At least nine people are dead and one person missing after a flash flood hit an Arizona swimming hole on Saturday afternoon, CBS affiliate KPHO-TV in Phoenix reports.
The Gila County Sheriff’s Office said nine bodies were recovered throughout the day Sunday and that a 27-year-old man is still missing.
Agencies have suspended the search until early Monday morning.
The flash-flooding hit Saturday afternoon at Cold Springs canyon, about 100 northeast of Phoenix, and some people were washed several miles downstream.
Four people were rescued by helicopter crews Saturday and were treated at a nearby hospital for hypothermia.
“It’s pretty much recovery [now]. We don’t believe there’s anybody left out there,” Water Wheel Fire and Medical District Fire Chief Ron Sattelmaier said. “They had no warning. They heard a roar, and it was on top of them.”
Disa Alexander was hiking to the swimming area where Ellison Creek and East Verde River converge when the storm hit and the water suddenly surged. She was still about 2.5 miles away when she came up a man holding a baby and clinging to a tree. His wife was nearby, also in a tree.
Alexander and others tried to reach them but couldn’t. Rescuers arrived a short time later.
“We were kinda looking at the water; it was really brown,” she said. “Literally 20 seconds later you just see, like hundreds of gallons of water smacking down and debris and trees getting pulled in. It looked like a really big mudslide.”
The National Weather Service, which had issued a flash flood warning, estimated up to 1.5 inches of rain fell over the area in an hour. The thunderstorm hit about 8 miles upstream along Ellison Creek, which quickly flooded the narrow canyon where the swimmers were.
Gov. Doug Ducey responded to the incident on Facebook.
“Deepest prayers for those lost in the Gila County tragedy, for their families and the entire community. I just spoke with Sheriff Shepherd. In addition to the state of Arizona providing full air support, we will continue to assist in all ways possible,” Ducey said.
Sgt. David Horning said the bank of the Verde River is a rough area.
“It’s overgrown. It’s rocky. There’s holes and now there’s the soot and the mud from the flash flood and that’s hampering that too so there are a lot of debris piles so trying to check through and making sure that there’s nobody in there. We’ve got about 5 miles of river to search,” Horning said.
The swimming hole is roughly 20 feet wide and 20 feet long with a waterfall above it.

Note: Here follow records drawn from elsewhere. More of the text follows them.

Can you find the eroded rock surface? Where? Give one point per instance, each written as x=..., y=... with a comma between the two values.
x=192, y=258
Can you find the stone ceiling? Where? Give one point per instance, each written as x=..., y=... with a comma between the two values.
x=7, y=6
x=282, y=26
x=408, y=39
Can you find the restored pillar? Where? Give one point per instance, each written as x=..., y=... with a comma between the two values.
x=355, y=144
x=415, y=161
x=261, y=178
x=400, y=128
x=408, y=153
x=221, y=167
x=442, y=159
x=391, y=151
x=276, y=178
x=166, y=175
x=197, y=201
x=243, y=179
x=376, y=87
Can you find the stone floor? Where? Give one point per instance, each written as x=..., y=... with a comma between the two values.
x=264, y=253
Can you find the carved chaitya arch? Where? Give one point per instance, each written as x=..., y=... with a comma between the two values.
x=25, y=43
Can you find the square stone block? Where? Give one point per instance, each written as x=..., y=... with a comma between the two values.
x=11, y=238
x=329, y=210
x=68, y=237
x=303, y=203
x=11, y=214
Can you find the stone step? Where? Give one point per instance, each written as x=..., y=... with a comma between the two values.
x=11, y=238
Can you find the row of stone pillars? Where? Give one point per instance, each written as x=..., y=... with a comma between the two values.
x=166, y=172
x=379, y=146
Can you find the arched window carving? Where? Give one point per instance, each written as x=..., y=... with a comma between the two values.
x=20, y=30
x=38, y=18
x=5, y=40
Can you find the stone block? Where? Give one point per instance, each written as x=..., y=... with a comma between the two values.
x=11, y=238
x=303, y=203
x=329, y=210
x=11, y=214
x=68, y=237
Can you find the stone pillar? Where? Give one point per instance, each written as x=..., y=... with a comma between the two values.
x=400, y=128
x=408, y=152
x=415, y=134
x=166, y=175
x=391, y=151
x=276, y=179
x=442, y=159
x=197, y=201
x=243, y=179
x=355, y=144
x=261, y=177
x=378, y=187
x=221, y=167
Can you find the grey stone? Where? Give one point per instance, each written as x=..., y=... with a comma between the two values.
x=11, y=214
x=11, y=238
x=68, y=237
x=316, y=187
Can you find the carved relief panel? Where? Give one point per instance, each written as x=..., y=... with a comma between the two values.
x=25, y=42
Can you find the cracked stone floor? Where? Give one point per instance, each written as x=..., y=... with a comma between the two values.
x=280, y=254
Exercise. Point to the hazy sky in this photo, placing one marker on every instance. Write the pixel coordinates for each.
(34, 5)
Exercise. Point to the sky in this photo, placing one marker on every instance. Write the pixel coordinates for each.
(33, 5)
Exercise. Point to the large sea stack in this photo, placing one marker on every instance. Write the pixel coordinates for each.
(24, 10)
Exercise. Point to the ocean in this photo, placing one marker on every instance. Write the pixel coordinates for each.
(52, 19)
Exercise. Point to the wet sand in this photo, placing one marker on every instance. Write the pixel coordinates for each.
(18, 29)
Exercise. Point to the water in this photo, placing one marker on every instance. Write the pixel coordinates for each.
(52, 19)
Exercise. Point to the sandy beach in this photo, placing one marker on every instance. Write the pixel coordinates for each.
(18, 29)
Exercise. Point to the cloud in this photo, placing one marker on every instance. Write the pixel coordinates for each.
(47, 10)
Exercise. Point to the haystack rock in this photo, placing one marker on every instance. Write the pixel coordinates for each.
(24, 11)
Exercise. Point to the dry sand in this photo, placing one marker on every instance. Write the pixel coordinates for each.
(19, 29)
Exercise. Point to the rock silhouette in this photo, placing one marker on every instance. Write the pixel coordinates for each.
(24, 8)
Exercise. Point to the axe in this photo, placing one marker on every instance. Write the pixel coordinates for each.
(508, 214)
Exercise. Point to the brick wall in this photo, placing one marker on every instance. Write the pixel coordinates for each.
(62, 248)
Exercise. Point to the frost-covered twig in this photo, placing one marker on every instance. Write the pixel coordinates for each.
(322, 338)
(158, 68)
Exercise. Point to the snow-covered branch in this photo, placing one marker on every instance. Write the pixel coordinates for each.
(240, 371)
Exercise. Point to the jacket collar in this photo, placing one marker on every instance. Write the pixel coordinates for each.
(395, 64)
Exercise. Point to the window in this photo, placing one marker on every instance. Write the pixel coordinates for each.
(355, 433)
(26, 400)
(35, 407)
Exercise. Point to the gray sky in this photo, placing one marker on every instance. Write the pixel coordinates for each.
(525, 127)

“I wish there was a way from keeping people from getting in there during monsoon season. It happens every year. We’ve just been lucky something like this hasn’t been this tragic,” Sattelmaier said.
The flooding came after a severe thunderstorm pounded down on a nearby remote area that had been burned by a recent wildfire, Sattelmaier said.
The “burn scar” was one of the reasons the weather service issued the flash-flood warning.
“If it’s an intense burn, it creates a glaze on the surface that just repels water,” said Darren McCollum, a meteorologist. “We had some concerns. We got a lot worse news.”